All tax dodge reports probed, says Gordhan
06 April 2016
Posted by: Author: Linda Ensor
Author: Linda Ensor (BDlive)
Finance Minister Pravin Gordhan on Tuesday joined other world leaders in welcoming the revelations contained in the Panama Papers leaks about the offshore bank accounts held by thousands of taxpayers, including South Africans.
He said the information provided the basis for the authorities to act against those who illegally moved funds out of SA, and he gave the assurance that such reports were always investigated by the relevant agencies such as the South African Revenue Service (SARS), the Financial Intelligence Centre and the South African Reserve Bank.
"The world is systemically narrowing the scope for those who want to hide their offshore assets and avoid paying their taxes due to the South African fiscus," he said.
Earlier in the day Mr Gordhan announced that by the middle of last month SARS had collected R6.3bn under the special voluntary disclosure programme that was launched in 2012. Together with the R2.9bn in levies raised by the 2003 tax amnesty, this brings to R9.2bn the amount that the tax authority has collected through the special dispensations it has introduced to encourage noncompliant taxpayers to declare their hidden assets and income.
Mr Gordhan said in a written reply to a parliamentary question by Economic Freedom Fighters MP Floyd Shivambu that 8,401 taxpayers had lodged applications under the voluntary disclosure programme. This programme allows taxpayers to disclose undeclared income in exchange for lower penalties than would normally apply. Of the approved applications, 35% related to income tax, 13% to pay as you earn, 49% to value-added tax and 3% to other taxes.
More than 42,000 applications were approved under the 2003 tax amnesty, in which R48bn in illegally held offshore funds was declared.
Tax experts believe that substantial amounts of illegally held offshore funds were not declared in that amnesty and expect far more to come to light under the new tax and foreign exchange control disclosure programme that Mr Gordhan announced in his budget vote.
The new six-month programme, which was proposed by the Davis Tax Committee and which tax experts say is generous, is due to start in October. Draft legislation providing for the amnesty is due to be tabled in Parliament shortly.

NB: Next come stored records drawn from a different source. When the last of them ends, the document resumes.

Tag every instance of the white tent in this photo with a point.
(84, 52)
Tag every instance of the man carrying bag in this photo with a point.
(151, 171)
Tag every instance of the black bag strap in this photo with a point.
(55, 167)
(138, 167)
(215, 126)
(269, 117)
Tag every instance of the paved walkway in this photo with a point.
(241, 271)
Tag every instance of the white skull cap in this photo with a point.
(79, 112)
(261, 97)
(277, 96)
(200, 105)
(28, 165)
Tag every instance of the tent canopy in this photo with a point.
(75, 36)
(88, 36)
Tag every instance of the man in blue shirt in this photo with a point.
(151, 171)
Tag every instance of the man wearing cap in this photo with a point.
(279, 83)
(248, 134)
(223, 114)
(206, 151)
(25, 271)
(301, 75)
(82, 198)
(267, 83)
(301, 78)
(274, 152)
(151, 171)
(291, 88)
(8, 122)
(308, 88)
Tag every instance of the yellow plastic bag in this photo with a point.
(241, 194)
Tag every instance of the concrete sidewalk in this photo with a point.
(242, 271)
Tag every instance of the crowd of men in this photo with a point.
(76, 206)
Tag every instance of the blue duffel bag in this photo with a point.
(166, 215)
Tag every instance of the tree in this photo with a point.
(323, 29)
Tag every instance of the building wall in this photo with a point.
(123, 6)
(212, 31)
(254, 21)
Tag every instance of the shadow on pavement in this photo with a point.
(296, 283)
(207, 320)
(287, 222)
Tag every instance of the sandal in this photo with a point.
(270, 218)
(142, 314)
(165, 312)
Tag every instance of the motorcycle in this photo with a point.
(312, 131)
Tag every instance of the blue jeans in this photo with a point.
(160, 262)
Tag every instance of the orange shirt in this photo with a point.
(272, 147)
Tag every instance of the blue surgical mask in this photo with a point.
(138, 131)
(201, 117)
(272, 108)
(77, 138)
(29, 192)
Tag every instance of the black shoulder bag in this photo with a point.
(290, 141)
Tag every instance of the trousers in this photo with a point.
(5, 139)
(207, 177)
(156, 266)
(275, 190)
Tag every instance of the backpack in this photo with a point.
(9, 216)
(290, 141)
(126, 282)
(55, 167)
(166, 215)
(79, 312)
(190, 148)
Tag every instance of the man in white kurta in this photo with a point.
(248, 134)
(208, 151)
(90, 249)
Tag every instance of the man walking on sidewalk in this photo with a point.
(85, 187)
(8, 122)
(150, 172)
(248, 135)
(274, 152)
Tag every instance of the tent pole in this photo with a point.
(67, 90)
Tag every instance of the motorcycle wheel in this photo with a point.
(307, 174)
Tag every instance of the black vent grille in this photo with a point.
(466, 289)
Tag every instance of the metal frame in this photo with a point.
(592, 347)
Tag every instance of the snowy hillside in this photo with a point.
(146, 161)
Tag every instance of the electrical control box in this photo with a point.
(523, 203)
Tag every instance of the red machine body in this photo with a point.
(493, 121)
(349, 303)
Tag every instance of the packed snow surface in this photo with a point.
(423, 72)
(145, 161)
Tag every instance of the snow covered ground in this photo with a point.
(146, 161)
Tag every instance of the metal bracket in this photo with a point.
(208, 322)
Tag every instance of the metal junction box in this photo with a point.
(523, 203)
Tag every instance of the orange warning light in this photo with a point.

Another indication of the large sums held illegally offshore was the disclosure last year that HSBC had assisted its wealthy customers to set up secret bank accounts.
These included 2,200 accounts with R23bn in total on behalf of South Africans.
Next year’s introduction of an international automatic exchange of information among tax authorities will be a powerful incentive for noncompliant taxpayers to use the window of opportunity provided by the new tax amnesty to regularise their financial affairs.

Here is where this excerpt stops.